Ci mettemmo d’accordo per la settimana successiva e così, quando andava allo Sferisterio per le prove, aspettava una sua collega che abitava a Tolentino e faceva la strada con lei. Il ritorno, invece, lo facevamo assieme. Verso le diciannove le inviavo un messaggio sul cellulare e lei mandava qualcuno ad aprirmi i cancelli e così, in disparte e cercando di dare meno fastidio possibile, assistevo alle prove. In programma, quell’anno, c’era Il Rigoletto, La Traviata e il Barbiere di Siviglia. Andai anche alle prime portando con noi anche sua madre. La signora Sabina all’inizio non voleva proprio saperne di venire allo spettacolo. Le sembrava, diceva, di fare un torto al marito. Ma poi prevalse l’amore per la figlia e si convinse. 

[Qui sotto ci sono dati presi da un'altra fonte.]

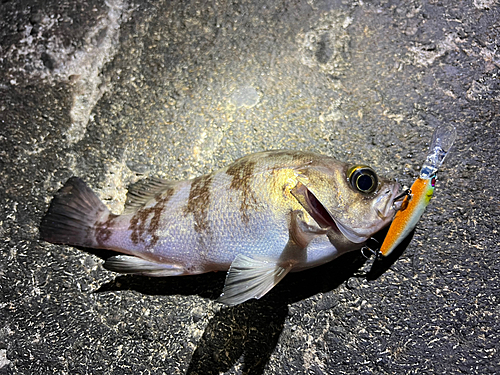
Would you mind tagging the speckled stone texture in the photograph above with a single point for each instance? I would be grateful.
(115, 91)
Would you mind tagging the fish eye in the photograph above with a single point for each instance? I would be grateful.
(363, 179)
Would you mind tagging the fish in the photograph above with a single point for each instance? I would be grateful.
(262, 216)
(419, 195)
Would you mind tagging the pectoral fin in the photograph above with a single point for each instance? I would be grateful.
(251, 278)
(135, 265)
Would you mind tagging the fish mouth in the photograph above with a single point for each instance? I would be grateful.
(321, 215)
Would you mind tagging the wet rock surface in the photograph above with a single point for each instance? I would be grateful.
(117, 91)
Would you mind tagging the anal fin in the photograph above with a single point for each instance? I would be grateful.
(250, 278)
(135, 265)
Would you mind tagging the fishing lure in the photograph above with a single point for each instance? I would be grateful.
(418, 196)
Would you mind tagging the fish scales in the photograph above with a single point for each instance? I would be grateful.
(260, 217)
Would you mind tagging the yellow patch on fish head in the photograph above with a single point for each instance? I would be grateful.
(358, 201)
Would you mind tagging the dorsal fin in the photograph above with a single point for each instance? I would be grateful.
(142, 191)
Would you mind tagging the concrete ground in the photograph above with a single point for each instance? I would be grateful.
(114, 91)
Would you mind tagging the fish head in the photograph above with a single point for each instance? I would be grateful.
(349, 199)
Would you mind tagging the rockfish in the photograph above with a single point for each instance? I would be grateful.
(259, 218)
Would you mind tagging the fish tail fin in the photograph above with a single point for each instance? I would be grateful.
(72, 215)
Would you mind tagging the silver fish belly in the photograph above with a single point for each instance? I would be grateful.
(261, 217)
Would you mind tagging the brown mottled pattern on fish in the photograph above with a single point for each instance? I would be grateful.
(139, 221)
(242, 172)
(199, 201)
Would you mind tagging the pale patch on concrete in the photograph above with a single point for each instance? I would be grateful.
(425, 55)
(81, 67)
(87, 65)
(245, 97)
(326, 45)
(118, 177)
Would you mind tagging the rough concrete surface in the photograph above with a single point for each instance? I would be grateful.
(115, 91)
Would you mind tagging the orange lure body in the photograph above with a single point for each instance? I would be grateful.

< Non so se per gioia o per dolore, ma vedendo Margherita suonare tra tutti quei professori d’orchestra ho pianto lo stesso. >
Ci disse, non sapendo se era più emozionata e orgogliosa della figlia o più in colpa per quella che lei riteneva una scappatella alle rigide regole che si era imposta.
Passati i sei mesi convenzionali che avrei dovuto trascorrere nelle Marche e non avendo ricevuto disposizioni diverse, me ne guardai bene dal ricordare in direzione che il mio periodo di trasferta era terminato. Anzi, quando mi comunicarono che per esigenze varie dovevo restare nelle Marche ancora per un anno, detti il mio silenzio assenso, più contento che mai. 
La stagione estiva era terminata e Margherita ora era meno impegnata. Dava sempre lezioni in casa e a volte si assentava per qualche giorno, quando ad esempio andava ad esibirsi da sola o con altri musicisti in altre città. Ma in definitiva avevamo più tempo da trascorrere assieme.
Con lei visitai tutto il circondario, da Loreto a Recanati, da Ancona a Porto Recanati, dove scoprimmo una trattoria/pizzeria che tra le sue specialità offriva degli antipasti deliziosi. Una sera, di ritorno proprio da Ancona, ci fermammo in quella trattoria di Porto Recanati e all’improvviso la vidi cambiare umore e spegnere nervosamente il cellulare.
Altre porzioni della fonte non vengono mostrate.